By Michael C. Grafton (Mike_Grafton) on Wednesday, November 18, 2009 - 01:11 pm: Edit

Well, a given entrance hole leads a given exit.

You just don't know which one.

And the way I have set up the system its both random and fairly easy to track for each player WHILE the other players don't get to see all the info.

So like I said, it would be fun in environments with smaller ships dodging around other terrain and doing stuff. Perhaps frigate squadron with each captain limited in his comms?

For example each captain can SEND 10 bytes once every 4 impluses to ONE other ship or the Squadron commodore can SEND 10 words an impulse to his entire squadron.

So FF#1 can send "hole1234to5678" to JUST FF#2 or the FFL.

The FFL might send "probe1234"

YOu would be encouraged to have squadron signals (I'd limit them to perhaps 20 standard messages stuff like


Actually it might be fun to list a bunch of these standard tactical commands.

By Jonathan Jordan (Arcturusv) on Wednesday, November 18, 2009 - 07:24 pm: Edit

I was wondering where that proposal came from, since I read the Other section before I checked in on this one.
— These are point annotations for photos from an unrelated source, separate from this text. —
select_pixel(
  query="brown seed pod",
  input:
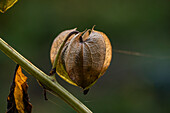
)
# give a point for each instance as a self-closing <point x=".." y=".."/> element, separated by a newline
<point x="84" y="57"/>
Now I know.

Course I can't imagine anything more tedious in team based matches than communications rules, especially when most playrs will try or learn about intercepts. You end up having to have one guy come up with ciphers and codes between sessions for your guys to use...

Ug.

On topic: Problem is unless you're PBEM or something the moment you send that shuttle through, or a probe, whatever, every player at the table will SEE what happens. And there is a certain SFU logic of "We just saw the enemy probe go through the anomoly at 0320 and the same warp signature reappeared instantly at 1705."

By Michael C. Grafton (Mike_Grafton) on Thursday, November 19, 2009 - 09:22 am: Edit

The point of this proposal (Prairie Dog Space) is for ships to have some terrain that is fun and kinda unpredictible.